Essa visão descontextualizada e simplificadora, difundida pela ciência moderna, tornou-se hegemônica ao longo dos últimos 400 anos e manteve latente a questão da complementaridade dos pares binários. A partir das últimas décadas, no entanto, o que permanecia implícito se manifesta com força significativa e se transforma em princípios científicos, evolução acontecida no próprio seio da ciência moderna. Ainda que alguns autores considerem esse novo olhar como algo exótico (Carvalho, 2003), já não se pode mais ignorar a penetração, na vida acadêmica, da articulação dos pares binários e da conectividade dos saberes (Morin, 2001).
Não há dúvida de que o princípio de fragmentação acumulou conhecimentos, ocasionando um verdadeiro boom tecnológico hoje altamente visível e vivenciado. No entanto, no cerne desse progresso vem-se praticando um outro tipo de relação com o conhecimento, na forma de rede de relações, o que sugere mudança conceitual e princípios mais adequados ao estágio atual de desenvolvimento da ciência.
Entre esses novos princípios, aquele que tem tido larga aceitação é o chamado holográfico que, ao fazer o movimento de volta à contextualização, reconhece que o todo não é somente a simples soma das partes (fatoração mecânica). Segundo Morin (1991, p. 123), a soma do conhecimento das partes não é suficiente para se conhecer as propriedades do conjunto, pois o todo é maior do que a soma de suas partes. Além disso, quando se toma o todo não se vê a riqueza das qualidades das partes, por ficarem inibidas e virtualizadas, impedidas de expressarem-se em sua plenitude. Daí que o todo é menor do que a soma de suas partes. As relações das partes com o todo são dinâmicas, portanto, o todo é, ao mesmo tempo, menor e maior que a soma das partes.

Princípio holográfico
Esse princípio afirma que a parte não somente está dentro do todo, como o próprio todo também está dentro das partes (Morin, 1991). Ressalte-se, com isso, o paradoxo do uno e do múltiplo, ou seja, da íntima relação e interdependência entre os dois termos que se polarizaram na era moderna. Assim, o princípio holográfico remete à articulação dos pares binários: parte-todo, simples-complexo, local-global, unidade-diversidade, particular-universal.

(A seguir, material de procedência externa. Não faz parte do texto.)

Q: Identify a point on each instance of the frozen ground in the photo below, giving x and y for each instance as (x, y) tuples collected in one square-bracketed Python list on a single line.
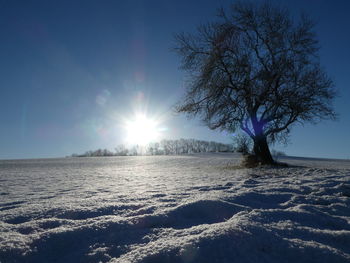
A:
[(173, 209)]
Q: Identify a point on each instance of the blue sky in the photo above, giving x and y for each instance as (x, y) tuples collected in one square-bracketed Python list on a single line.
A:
[(71, 72)]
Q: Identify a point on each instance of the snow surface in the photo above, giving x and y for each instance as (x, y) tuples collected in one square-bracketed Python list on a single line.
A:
[(199, 208)]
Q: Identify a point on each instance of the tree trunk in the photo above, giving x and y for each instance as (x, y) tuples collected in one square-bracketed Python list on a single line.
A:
[(262, 151)]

Como observou Petraglia (1995), com a disjunção desses termos na modernidade houve perda de significação do conhecimento. Os princípios da disjunção e da simplificação concretizam-se na educação por meio de uma estrutura disciplinar do conhecimento. Seguindo as orientações cartesianas, concretizadas na estruturação disciplinar do conhecimento, o professor crê que a soma das partes listadas nas grades curriculares (estruturadas por meio de uma seqüência de múltiplas disciplinas compartimentadas) significa o todo do conhecimento.
Essa norma curricular tem provocado a incapacidade de estabelecer relações entre os conhecimentos obtidos. Como conseqüência dessa estrutura curricular, os alunos saem do curso com uma cabeça bem cheia (Morin, 2000) de conhecimentos justapostos.

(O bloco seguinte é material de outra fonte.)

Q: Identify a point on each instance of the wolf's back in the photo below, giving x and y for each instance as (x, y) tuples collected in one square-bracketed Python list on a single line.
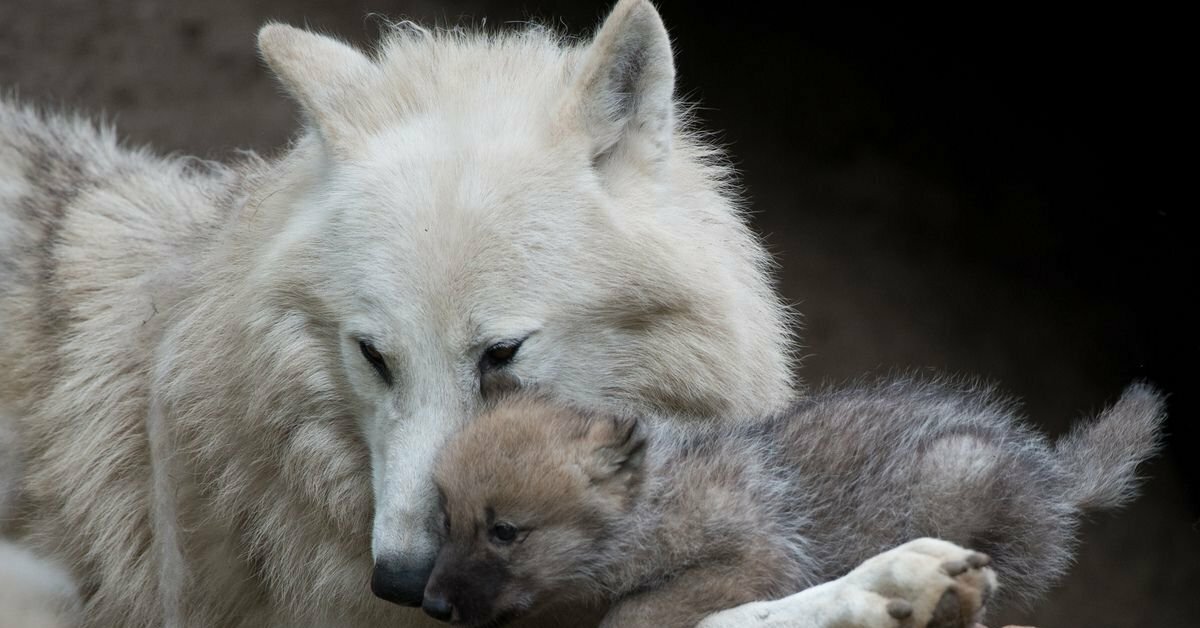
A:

Segundo David Bohm (1980), muitos dos nossos problemas se devem à tendência de fragmentar o mundo e ignorar a interligação dinâmica entre todas as coisas, desconhecendo o fato de que o universo é constituído como um holograma. Ou seja, tudo no universo faz parte de um contínuo, que, por conta da sua natureza ativa e dinâmica, o autor chama de holomovimento.

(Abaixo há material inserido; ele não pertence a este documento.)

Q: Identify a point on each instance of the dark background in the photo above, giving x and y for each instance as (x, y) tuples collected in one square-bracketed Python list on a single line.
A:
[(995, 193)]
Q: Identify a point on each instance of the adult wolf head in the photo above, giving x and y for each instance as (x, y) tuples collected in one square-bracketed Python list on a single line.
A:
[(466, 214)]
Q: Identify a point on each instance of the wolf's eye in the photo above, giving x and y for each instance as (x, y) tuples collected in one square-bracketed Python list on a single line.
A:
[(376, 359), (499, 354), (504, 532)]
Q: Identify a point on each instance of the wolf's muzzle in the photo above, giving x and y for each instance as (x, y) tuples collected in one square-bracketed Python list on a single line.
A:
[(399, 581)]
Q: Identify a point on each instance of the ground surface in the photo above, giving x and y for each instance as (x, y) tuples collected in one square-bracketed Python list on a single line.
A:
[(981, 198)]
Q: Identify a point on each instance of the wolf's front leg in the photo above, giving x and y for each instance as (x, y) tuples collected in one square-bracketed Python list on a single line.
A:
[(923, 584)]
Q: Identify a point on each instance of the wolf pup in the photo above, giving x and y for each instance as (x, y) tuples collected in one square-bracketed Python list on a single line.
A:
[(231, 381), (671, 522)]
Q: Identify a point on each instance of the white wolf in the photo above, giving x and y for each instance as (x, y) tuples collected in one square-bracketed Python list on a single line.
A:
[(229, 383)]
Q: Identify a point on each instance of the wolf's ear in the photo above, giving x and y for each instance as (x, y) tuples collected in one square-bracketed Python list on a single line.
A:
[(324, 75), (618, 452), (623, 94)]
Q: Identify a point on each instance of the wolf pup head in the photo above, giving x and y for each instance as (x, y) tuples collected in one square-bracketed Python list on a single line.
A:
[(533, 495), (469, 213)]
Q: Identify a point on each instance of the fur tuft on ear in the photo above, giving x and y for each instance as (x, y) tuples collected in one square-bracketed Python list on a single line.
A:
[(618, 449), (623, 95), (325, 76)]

Karl Pribram (apud Talbot, 1991), neurofisiologista da Universidade de Stanford, estudando o cérebro, chegou às mesmas conclusões de David Bohm, físico quântico, definindo o cérebro como um holograma envolto por um universo holográfico.
A visão holográfica abre nova perspectiva aos pesquisadores da área educacional. Não se trata somente de inverter o foco do binário parte-todo, mas de acrescentar o movimento de religação ao conjunto desmontado, à totalidade fragmentada. Trata-se de atuar em duas direções opostas: contexto e unidade simples (todo e parte), estabelecendo a interligação dinâmica.
A contextualização é necessária para explicar e conferir sentido aos fenômenos isolados. As partes só podem ser compreendidas a partir de suas inter-relações com a dinâmica do todo, ressaltando-se a multiplicidade de elementos interagentes que, na medida da sua integração, revela a existência de diversos níveis da realidade, abrindo a possibilidade de novas visões sobre a mesma realidade.
Assim, a representação de conhecimento como uma árvore, consagrada por Descartes e ainda hoje utilizada, torna-se inadequada por sua separação em ramos e pelas hierarquizações estanques que a imagem sugere. Hoje, propõe-se rizoma (Deleuze & Guattari, 1980) como representação do conhecimento implicado. Uma rede de conexões mutuamente implicadas.
Ante a nova metáfora de conhecimento em rede, representada por uma raiz, uma raiz rizomática (interconectada), o nosso modo de ensinar e a nossa atitude conceitual revelam-se desarticulados e insuficientes, por seu enfoque concentrado no racional e por ignorarem o contexto relacional entre o todo e as partes. Uma vez percebidas as relações entre o todo e as partes, revela-se o sentido do conhecimento para a vida: o elo perdido.
Assim como a imagem do cérebro como um holograma sugerida por Pribram, no processo de aprendizagem a compreensão do significado de uma frase evoca, instantaneamente, imagens, sons, vivências, conhecimentos adquiridos em diversas disciplinas, instâncias e momentos da vida, intuições, sensações, humores, sentimentos de simpatia ou antipatia, sentimentos de cooperação ou de rejeição. As realidades objetiva e subjetiva são complexas e interativas. No entanto, ignorando a dinâmica de interação, o professor prioriza determinado conteúdo na expectativa de que os alunos o absorvam recorrendo à memorização.
A construção de conhecimento, segundo Morin (1998), apóia-se nos movimentos retroativos e recursivos. O autor atenta para o fato de que não há uma única maneira de aprender. O processo cognitivo é um processo complexo, uma vez que o sujeito vê o objeto em suas relações com outros objetos ou acontecimentos. As relações cerebrais estabelecem-se entretecendo-se em teias, em redes. Como observou Machado (1999, p. 138), "a idéia de conhecer assemelha-se à de enredar".
O princípio holográfico coloca aos professores o dilema posto pelas estruturas disciplinares e fragmentárias do ensino. Dilema que os obriga a se exercitarem na transdisciplinaridade, termo cunhado por Jean Piaget, que chegou inclusive a afirmar que, um dia, a interdisciplinaridade seria superada por transdisciplinaridade (Nicolescu, 2003).